But specifically, there is little desire to preach the Gospel in the community. If there is a visitor that no one knows (which more often than not means from outside Canadian Reformed circles) either myself or the Dominee (minister) greet them and try to make them feel welcome. It seems as though most young people tune out the sermon and make a diliberate attempt to fall asleep. 

What can I do but pray?


----------



## Irishcat922 (May 18, 2004)

My Mother was a member of a Christian Reformed Church here in Texas for a long time, and we visited on several occasions, and felt what you are talking about. I asked the Pastor about it and he said that the Dutch reformed tradition is what he referred to as &quot;Fenced Christianity&quot;. In other words they were content and complacent about their Faith. The Pastor seemed to be very concerned about it and would preach at times against it. He and I were praying together one day and he was moved to tears over the fact that he felt a large portion of his own Congregation probably weren't even converted. He seemed to be a really great Pastor, He had come there from an inner-city church in Chicago. Where I am sure things were much different. His Father was the Prof. of Church History at Calvin Seminary, so he had grown up in that kind of atmosphere.


----------



## JonathonHunt (May 18, 2004)

We have a regular, if small, flow of young dutch reformed ladies from Holland who meet with us at chapel. It is obvious to us that though many of these people know more than most about the reformed faith, they are unsaved. We have had the joy of seeing one or two young ladies saved amongst us. 

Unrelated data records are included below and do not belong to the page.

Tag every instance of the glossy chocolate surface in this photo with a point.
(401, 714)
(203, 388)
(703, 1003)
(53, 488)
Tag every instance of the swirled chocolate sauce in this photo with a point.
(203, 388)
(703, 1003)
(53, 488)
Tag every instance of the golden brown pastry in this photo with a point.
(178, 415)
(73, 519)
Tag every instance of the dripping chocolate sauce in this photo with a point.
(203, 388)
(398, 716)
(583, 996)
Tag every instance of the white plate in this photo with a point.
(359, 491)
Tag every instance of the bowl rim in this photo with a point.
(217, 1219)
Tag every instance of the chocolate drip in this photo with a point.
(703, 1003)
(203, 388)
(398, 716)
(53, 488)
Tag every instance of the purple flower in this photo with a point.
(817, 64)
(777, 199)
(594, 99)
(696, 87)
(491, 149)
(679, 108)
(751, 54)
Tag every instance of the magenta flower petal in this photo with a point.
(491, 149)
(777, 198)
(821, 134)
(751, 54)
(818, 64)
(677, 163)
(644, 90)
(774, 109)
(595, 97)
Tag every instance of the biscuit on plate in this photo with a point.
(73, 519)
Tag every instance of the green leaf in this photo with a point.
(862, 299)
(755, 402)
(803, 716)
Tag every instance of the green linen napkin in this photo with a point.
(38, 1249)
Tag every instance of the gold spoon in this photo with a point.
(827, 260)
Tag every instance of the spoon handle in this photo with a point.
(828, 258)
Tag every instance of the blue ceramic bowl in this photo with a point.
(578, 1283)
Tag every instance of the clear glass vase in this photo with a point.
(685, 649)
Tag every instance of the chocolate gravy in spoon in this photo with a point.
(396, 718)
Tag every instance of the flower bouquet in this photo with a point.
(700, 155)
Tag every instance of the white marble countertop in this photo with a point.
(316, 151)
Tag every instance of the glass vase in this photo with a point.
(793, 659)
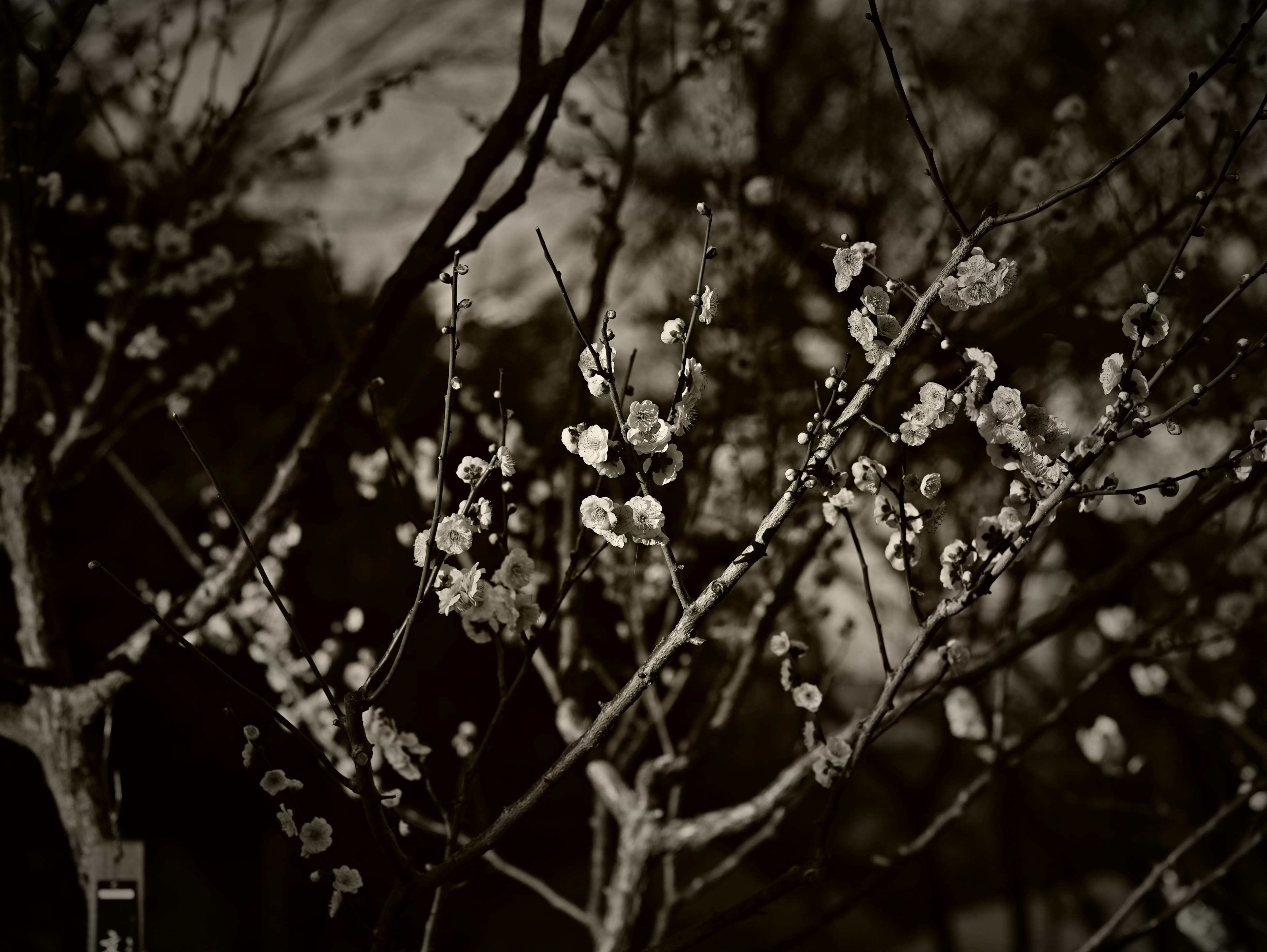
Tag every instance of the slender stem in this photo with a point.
(259, 567)
(871, 599)
(915, 126)
(175, 637)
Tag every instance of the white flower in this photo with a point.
(146, 345)
(592, 445)
(647, 433)
(647, 520)
(896, 553)
(848, 264)
(454, 534)
(709, 306)
(963, 715)
(1117, 623)
(484, 514)
(601, 515)
(505, 462)
(1110, 372)
(808, 696)
(1104, 744)
(516, 571)
(862, 329)
(1150, 680)
(276, 781)
(572, 438)
(316, 836)
(348, 880)
(462, 590)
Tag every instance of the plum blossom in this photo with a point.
(876, 300)
(709, 306)
(848, 264)
(897, 553)
(400, 747)
(472, 468)
(1155, 325)
(516, 571)
(1110, 372)
(316, 836)
(276, 781)
(455, 534)
(647, 433)
(685, 411)
(868, 475)
(460, 590)
(348, 880)
(647, 520)
(984, 359)
(1104, 744)
(808, 696)
(603, 516)
(956, 560)
(505, 462)
(592, 445)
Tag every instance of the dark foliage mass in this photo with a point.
(769, 732)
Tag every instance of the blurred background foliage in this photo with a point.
(784, 118)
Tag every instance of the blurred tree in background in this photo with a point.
(240, 213)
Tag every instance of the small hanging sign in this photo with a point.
(116, 898)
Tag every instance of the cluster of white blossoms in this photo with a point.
(870, 478)
(316, 836)
(875, 336)
(504, 605)
(979, 282)
(641, 519)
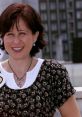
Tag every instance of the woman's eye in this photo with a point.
(10, 34)
(22, 33)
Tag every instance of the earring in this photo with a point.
(34, 44)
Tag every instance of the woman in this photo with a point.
(30, 86)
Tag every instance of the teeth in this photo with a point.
(17, 49)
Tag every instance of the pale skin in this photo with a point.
(18, 44)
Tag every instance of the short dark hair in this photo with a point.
(32, 19)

The apathy, in my opinion, stems from a lack of spiritual life in the church attenders. No life, no love for Christ, and a formal adherence to rules and regulations relating to appearance and conduct which almost border on a modern pharisaism.

How to change things? Wake people up! (God willing, by the Spirit!) Show people that they are not 'ok' just cause they grew up in the church, but that they need a living and personal experience of the living God! That God is looking at their hearts, not at their Sunday Best Outfits.

Preach evangelical sermons in the church, and challenge every hearer to examine their hearts before God.

What I have said might seem a bit trite and maybe obvious, but it is very much on my heart to encourage people along these lines.


----------



## JohnV (May 18, 2004)

The apathy among my people, for I am still tied to them both by blood and by culture, is multi-levelled. There is, of course, the cultural impact, in that many of those here in Canada immigrated in the 1940's and 50's, after the war. They stayed among their own group, tying everything they did around the church community. I remember those days, in part, as a very active church time. We had so many church activities going, and the halls were usually full all the time. For a time it was very important to do this, as it was the only family many of us had; and there were new families added every week for quite a few years. 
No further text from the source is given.